Population (2022-12-31)
- • Total: 495
- • Density: 39/km^{2} (100/sq mi)
- Time zone: UTC+01:00 (CET)
- • Summer (DST): UTC+02:00 (CEST)
- Postal codes: 78580
- Dialling codes: 07466
- Vehicle registration: TUT
- Website: www.baerenthal.de

= Bärenthal =

German municipality

Bärenthal is a municipality in the district of Tuttlingen in Baden-Württemberg, Germany.

==History==
Beuron Abbey gained possession of Bärenthal in 1751. It became a possession of the Principality of Hohenzollern-Sigmaringen in 1803 and was assigned to Oberamt Beuren until 1820 and then Oberamt Wald until 1860. In 1938, the district of Wald was dissolved and Bärenthal was assigned to the newly created Landkreis Sigmaringen. This district, too, was abolished in the 1973 Baden-Württemberg district reform and Bärenthal was placed in the newly organized district of Tuttlingen. The village grew to about its present size in 1960 and has, since 1999, been the least-populated municipality in the district of Tuttlingen.

==Geography==
The municipality (Gemeinde) of Bärenthal is part of the Tuttlingen district of Baden-Württemberg, a state of the Federal Republic of Germany. It lies on the eastern extremity of the district, along its border with the Zollernalb district to the north. Bärenthal is physically located in the Großer Heuberg region of the High Swabian Jura, in the box valley of the Bära, which flows from north to south through the municipal area. Elevation above sea level in the municipal area ranges from a high of 930 m Normalnull (NN) in the north to a low of 650 m NN along the Bära.
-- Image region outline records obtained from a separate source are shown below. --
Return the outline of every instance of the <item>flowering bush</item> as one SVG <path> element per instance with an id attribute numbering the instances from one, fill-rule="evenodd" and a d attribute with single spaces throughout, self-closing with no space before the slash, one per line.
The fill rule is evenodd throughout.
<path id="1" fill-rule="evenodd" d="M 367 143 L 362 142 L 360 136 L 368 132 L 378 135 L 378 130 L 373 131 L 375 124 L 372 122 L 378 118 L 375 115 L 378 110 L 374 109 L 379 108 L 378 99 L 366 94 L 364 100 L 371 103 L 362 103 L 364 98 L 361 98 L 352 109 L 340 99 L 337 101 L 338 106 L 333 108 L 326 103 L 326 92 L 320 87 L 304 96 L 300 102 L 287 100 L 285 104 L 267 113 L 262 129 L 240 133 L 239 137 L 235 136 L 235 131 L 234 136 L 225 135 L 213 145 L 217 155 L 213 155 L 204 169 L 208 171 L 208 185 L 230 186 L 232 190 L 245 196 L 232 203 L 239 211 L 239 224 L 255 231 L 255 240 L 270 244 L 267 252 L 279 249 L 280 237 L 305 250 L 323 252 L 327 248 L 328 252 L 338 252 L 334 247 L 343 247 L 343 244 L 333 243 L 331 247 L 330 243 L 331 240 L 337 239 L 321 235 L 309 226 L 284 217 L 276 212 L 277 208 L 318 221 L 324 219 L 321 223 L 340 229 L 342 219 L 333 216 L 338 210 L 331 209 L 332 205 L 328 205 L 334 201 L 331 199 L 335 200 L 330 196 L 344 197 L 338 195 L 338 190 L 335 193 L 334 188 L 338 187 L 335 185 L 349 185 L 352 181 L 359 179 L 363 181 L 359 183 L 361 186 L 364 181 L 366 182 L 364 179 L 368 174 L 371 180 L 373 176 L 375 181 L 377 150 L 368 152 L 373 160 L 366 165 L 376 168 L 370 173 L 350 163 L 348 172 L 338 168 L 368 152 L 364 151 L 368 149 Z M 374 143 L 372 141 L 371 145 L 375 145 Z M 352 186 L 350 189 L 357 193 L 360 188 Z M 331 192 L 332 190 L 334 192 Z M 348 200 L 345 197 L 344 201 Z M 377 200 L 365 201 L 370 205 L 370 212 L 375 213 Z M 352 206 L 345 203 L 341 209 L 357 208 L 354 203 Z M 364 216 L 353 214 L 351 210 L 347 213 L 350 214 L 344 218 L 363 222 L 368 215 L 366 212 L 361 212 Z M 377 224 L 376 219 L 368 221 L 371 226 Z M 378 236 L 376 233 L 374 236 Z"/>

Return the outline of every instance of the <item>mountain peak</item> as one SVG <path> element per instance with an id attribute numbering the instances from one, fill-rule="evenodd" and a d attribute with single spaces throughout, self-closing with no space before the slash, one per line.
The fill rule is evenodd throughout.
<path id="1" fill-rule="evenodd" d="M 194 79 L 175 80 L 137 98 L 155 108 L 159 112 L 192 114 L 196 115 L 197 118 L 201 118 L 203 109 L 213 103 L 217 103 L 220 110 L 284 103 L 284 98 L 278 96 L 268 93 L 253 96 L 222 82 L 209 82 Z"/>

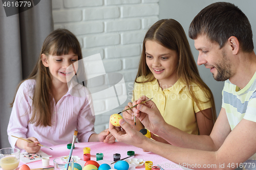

Portions of the Federally-protected Hüttenberg and Galgenwiesen nature reserves are located in Bärenthal's municipal area.

==Coat of arms==
Bärenthal's coat of arms is divided into two fields: the upper field is yellow and contains a blue bear, walking to the left, while the lower is blue and contains a yellow "b" whose stem is crossed. The bear is a folk etymological reference to the Bära river as the origin of "Bärenthal", and the crossed "b" to Beuron Abbey, from whom the blue-yellow tincture is also derived. This coat of arms was first proposed by the Sigmaringen State Archive in 1947 and was accepted by the municipal council in 1954. Official use was approved on 8 May 1973 by the Federal Ministry of the Interior, who also issued a municipal flag to Bärenthal on that date.

==Transportation==
The primary road in Bärenthal is the L440, following the Bära.